Presidente da França e anfitrião da cúpula, Emmanuel Macron saudou o acordo em publicação nas redes sociais, lembrando que o G7 continuará pressionando por uma paz duradoura, inclusive no Líbano, onde Israel voltou a atacar posições do Hezbollah no domingo e quase inviabiliza o entendimento.
O presidente Lula foi um dos primeiros líderes convidados a chegar a Évian. Antes de desembarcar, o brasileiro reuniu-se na capital Genebra com o chefe da Confederação Suíça, Guy Parmelin. Ao longo da tarde, os demais participantes da cúpula desembarcaram no charmoso vilarejo às margens do lago Léman, entre eles o presidente dos EUA, Donald Trump.
Bilateral
Assim que chegou, o presidente Lula reuniu-se com o colega francês, Emmanuel Macron, em uma agenda paralela à Cúpula do G7. O encontro bilateral ocorreu às margens da reunião do grupo das principais economias desenvolvidas e foi marcado por cumprimentos entre os dois chefes de Estado, que se abraçaram e posaram para fotos.

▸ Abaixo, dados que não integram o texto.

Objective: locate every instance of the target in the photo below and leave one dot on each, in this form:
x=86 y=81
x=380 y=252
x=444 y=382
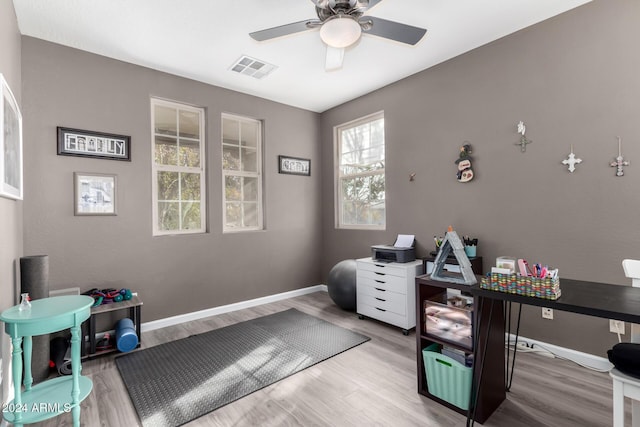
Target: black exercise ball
x=342 y=284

Lula estava acompanhado do ministro das Relações Exteriores, Mauro Vieira. Nas redes sociais, o presidente agradeceu a Macron pelo convite para o encontro e publicou um vídeo do momento em que os dois líderes se cumprimentam.
“O Brasil retorna a este importante espaço de diálogo levando a voz do Sul Global e reafirmando seu compromisso com a paz, a defesa do multilateralismo, o desenvolvimento sustentável e a construção de um mundo mais justo”, afirmou Lula.
Compromissos
A agenda brasileira no encontro foi confirmada nesta manhã, aos jornalistas, pelo secretário de Assuntos Econômicos e Financeiros do Itamaraty, embaixador Philip Fox-Drummond Gough. Segundo o diplomata, a cúpula tem sete textos em negociação, todos ainda em aberto, e o Brasil enviou contribuições para cada um deles.
Convidado pela presidência francesa, Lula participa do encontro nos dias 16 e 17 de junho. É a décima vez que o presidente brasileiro comparece à reunião das sete maiores economias do mundo — feito que o coloca entre os líderes com maior número de participações no evento, embora o Brasil não integre o G7 como membro pleno.
Além do Brasil, foram convidados Índia, Quênia, Coreia do Sul e Egito, assim como instituições como o Fundo Monetário Internacional, o Banco Mundial, o Banco Africano de Desenvolvimento e a OCDE.